Inside D.C.

The appropriations process is broken

The congressional appropriations process has always been a classic political tug-of-war.  Back in the day of freewheeling spending, the most coveted and powerful seats in either the House or the Senate were on the Appropriations Committees because you were in the small gang who controlled the money and who got how much.

Political careers were made and power amassed based “earmarking” spending for your state. This was the political art of tagging millions of dollars in federal tax dollars to home state or home district projects.  Two of the masters were the late Sens. Robert Byrd (D, WV) and Ted Stevens (D, AK), but Republicans were just as talented when they controlled either or both chambers.

Routinely, all 12 appropriations bills were completed by the September 30 deadline – the end of the federal fiscal year – and only rarely did Congress resort to the dreaded “omnibus” spending package where all of the bills were rolled together into a single bill in order to keep the federal government’s doors open.  It was a cardinal procedural sin to try and attach legislative language to any appropriations bill.

But earmarks are gone and Congress has not approved all 12 individual spending bills by the September 30 deadline since 1996.

The appropriations process is now so broken it may not be fixable.  The GOP-controlled Congress, faced with a highly partisan president, is using appropriations bills to move pure legislative policy priorities, most of which have nothing to do with the spending bill to which they’re attached and many are designed simply to embarrass or cause political harm to the other party.  Most of these items begin with the words, “No money shall be spent…” The simplistic logic is the president won’t veto an entire department or agency budget just to kill a couple of bad policy riders.

However, this week, House leadership once again demonstrated it can be its own worst enemy.
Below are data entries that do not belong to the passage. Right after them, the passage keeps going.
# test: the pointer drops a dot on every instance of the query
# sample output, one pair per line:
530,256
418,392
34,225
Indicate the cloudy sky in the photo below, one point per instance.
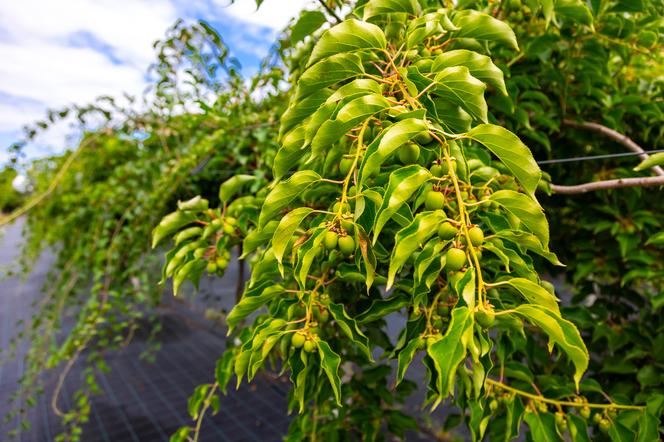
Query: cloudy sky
55,53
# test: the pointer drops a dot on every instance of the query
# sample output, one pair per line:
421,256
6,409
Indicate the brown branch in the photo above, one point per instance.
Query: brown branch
609,184
615,136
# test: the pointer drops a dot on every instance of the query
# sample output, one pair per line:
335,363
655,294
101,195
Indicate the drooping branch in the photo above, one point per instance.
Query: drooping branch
608,184
615,136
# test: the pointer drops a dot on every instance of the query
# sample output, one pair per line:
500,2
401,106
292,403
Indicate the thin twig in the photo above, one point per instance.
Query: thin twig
615,136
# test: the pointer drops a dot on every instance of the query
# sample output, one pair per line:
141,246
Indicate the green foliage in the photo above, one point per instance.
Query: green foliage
394,175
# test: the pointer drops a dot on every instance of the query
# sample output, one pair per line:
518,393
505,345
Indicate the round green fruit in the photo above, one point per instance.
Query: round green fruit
434,200
331,239
455,259
476,236
309,346
447,231
409,153
346,245
298,340
345,164
485,318
604,425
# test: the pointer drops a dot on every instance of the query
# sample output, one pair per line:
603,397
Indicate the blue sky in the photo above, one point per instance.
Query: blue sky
56,53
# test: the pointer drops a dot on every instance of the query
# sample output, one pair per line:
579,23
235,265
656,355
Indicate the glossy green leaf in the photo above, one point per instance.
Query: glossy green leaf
327,72
411,238
350,328
450,351
394,137
512,152
561,332
347,36
330,362
284,232
482,26
403,183
480,66
527,210
456,85
284,193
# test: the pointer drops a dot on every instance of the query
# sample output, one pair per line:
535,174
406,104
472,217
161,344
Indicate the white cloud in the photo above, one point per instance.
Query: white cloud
274,14
57,53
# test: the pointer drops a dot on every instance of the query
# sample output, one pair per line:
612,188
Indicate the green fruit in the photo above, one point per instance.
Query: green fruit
455,259
345,164
476,236
424,138
348,225
298,340
485,318
346,245
409,153
309,346
436,170
447,231
434,200
331,239
344,209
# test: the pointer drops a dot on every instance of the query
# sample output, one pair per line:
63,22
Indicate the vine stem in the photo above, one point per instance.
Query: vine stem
206,405
463,215
541,398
The FY2016 Interior-Environment spending bill sucked up 20 hours of floor debate and was quickly moving to a final vote.  Already controversial because the bill is chock-a-block with policy riders to undo administration rulemakings on everything from sage grouse and the Endangered Species Act (ESA) to blocking EPA’s “waters of the U.S. (WOTUS)” rulemaking, while undoing ozone and greenhouse gas recapture rules, a pure policy amendment to prohibit “draping” the Confederate flag in federal cemeteries was accepted on voice vote.  Hours later, as the bloated legislation lumbered to the finish line, Rep. Ken Calvert (R, CA) tried to undo the flag amendment with another amendment, and so badly handled it in the face of Democrat outrage that House Speaker John Boehner (R, OH) yanked the bill off the floor.  Fingers were pointed, blame was assigned, and Boehner told reporters the bill will remain “in abeyance” until the “adult” members of Congress figure out the Confederate flag flap.
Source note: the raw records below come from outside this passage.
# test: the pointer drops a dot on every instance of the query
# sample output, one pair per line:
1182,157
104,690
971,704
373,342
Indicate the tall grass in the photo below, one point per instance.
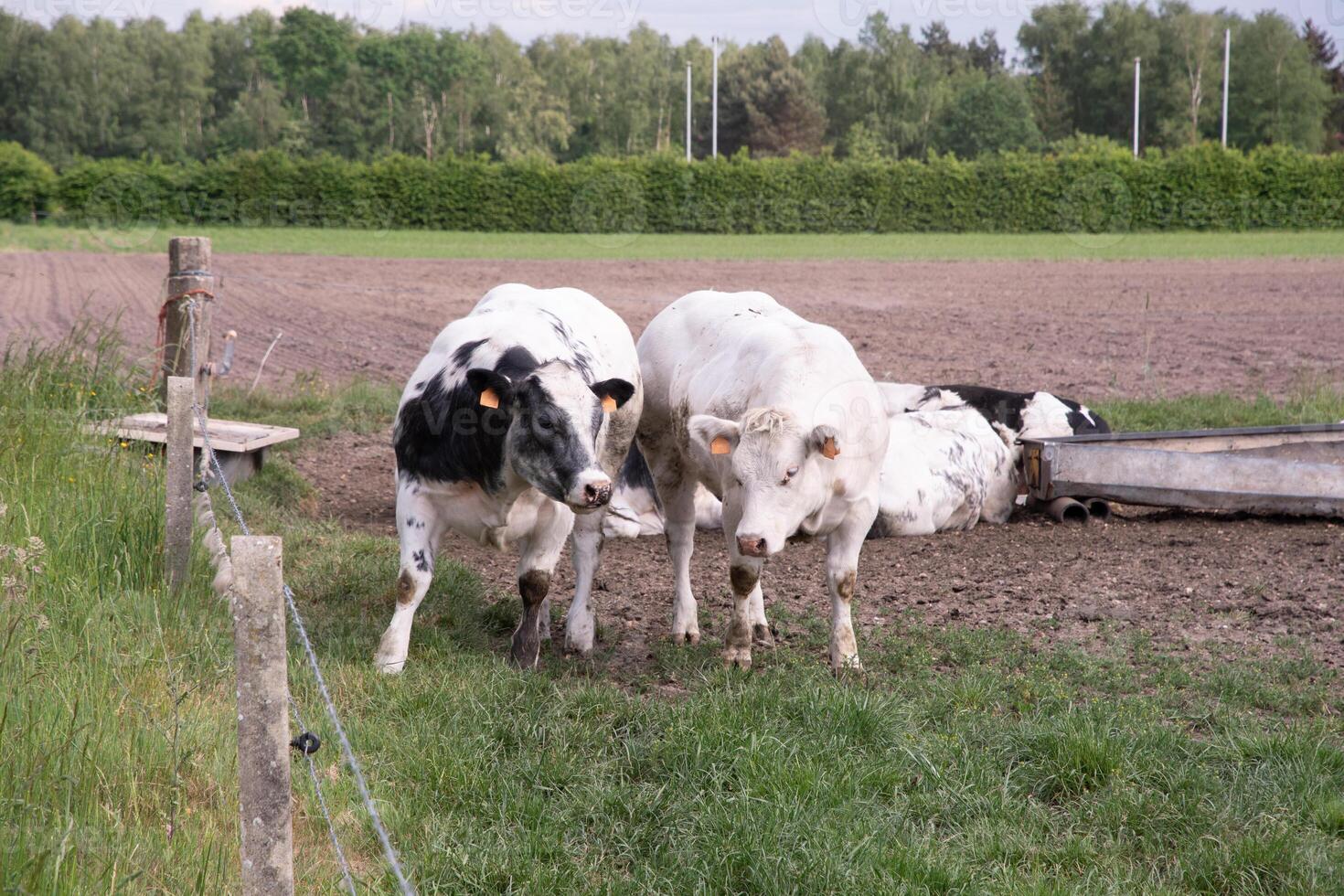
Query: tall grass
964,762
116,761
425,243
Just 24 hours later, the chair of the Appropriations Committees financial services subcommittee was informed by House leadership that the FY2016 financial services spending bill will not go to the House floor next week as scheduled due to “extreme forces” at work.  It’s now very likely that given these two process debacles, the House is done with floor debate on spending, at least for the foreseeable future.

In the Senate, the appropriations process has ground to a halt.  While the committee continues to do its work, Senate Minority Leader Harry Reid (D, NV) put the first brick in the process wall when he announced he’d block every spending bill on the floor until the Republicans agreed to negotiate Reid’s version of a budget deal, one that kills off so-called “sequestration” spending caps.  President Obama cemented in a few more bricks in the wall when he started sending up notices he’d veto spending bills based on sequestration.  Now the rank-and-file Senate Democrats are using sequestration as a battle cry.
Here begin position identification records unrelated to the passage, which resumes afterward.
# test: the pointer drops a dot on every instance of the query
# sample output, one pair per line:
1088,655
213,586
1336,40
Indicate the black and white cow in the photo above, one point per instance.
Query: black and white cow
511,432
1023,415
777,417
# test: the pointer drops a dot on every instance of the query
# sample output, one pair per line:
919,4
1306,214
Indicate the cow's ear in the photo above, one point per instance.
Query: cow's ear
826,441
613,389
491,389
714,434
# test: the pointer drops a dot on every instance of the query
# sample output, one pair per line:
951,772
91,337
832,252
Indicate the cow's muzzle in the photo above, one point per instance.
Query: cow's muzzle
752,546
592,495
Maybe it’s not such a bad idea to do with away with individual spending bills in favor a single federal government “omnibus” spending bill.  Perhaps the temptation of messing with any of 12 different bills in order to move a parochial political agenda is too great, and maybe that temptation can’t be overcome.  Maybe the only way to save necessary spending is to swaddle it within a wrapping of other department and agency priorities and programs.

It almost makes you yearn for the “good old day.”  Then again, maybe not.